It isn’t easy
to mend broken wings.
It takes time
and something else.
Ask any angel
you see
walking down the street
weighed down
by unspecified cargo,
or,
those that are
touring the backs of their brains
in search of Velcro explanations
while the midday winter sun
lends a blurry white pulse
to the seconds … moving …. slowly.
Or fast.
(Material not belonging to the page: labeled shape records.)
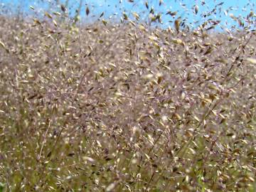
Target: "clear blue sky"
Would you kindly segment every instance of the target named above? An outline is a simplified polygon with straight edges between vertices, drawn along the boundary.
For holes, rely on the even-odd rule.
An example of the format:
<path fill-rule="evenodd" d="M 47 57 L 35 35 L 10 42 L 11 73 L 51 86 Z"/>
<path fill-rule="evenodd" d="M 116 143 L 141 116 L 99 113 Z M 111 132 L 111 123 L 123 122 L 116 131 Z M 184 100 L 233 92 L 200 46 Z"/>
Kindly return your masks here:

Too fast,
and then a sudden wreck,
a crash course
on what it means to be
a human
who has forgotten
that they are an angel
waiting to reclaim themselves
as straight up holy,
no savior
or guru required—
it becomes,
whether under
a winter or summer sun,
whether under a cherry moon
ripe for plucking,
or a golden one
chastening lovers rosy touches,
it becomes
a matter of found memory,
and mending—
not easy
when there are no feathers to trace,
no flights from Point A to Z
to verify unfettered
aerodynamics as real—
not at all
easy
when life, reasoned as the Demon Barber
from Seville,
has executed so much serious snipping
and brutal shearing
and you are left
mirrorstruck and heartlocked
twisting in the wind
burning up inside
questioning why why why—
no
it isn’t easy
to mend broken wings,
and understand that there are many
who cannot abide
or condone or support a healing
so foreign to their clockwork faculties—
even the mention of wings might drive them
into a fit of despair
masquerading as decency or common sense—
but know
that there are those
who have slipped outside of time
to notice the thin blue needle and invisible thread
working together
to stich marvelous
purls of symmetry
into dream-time currency
irresistible to the core.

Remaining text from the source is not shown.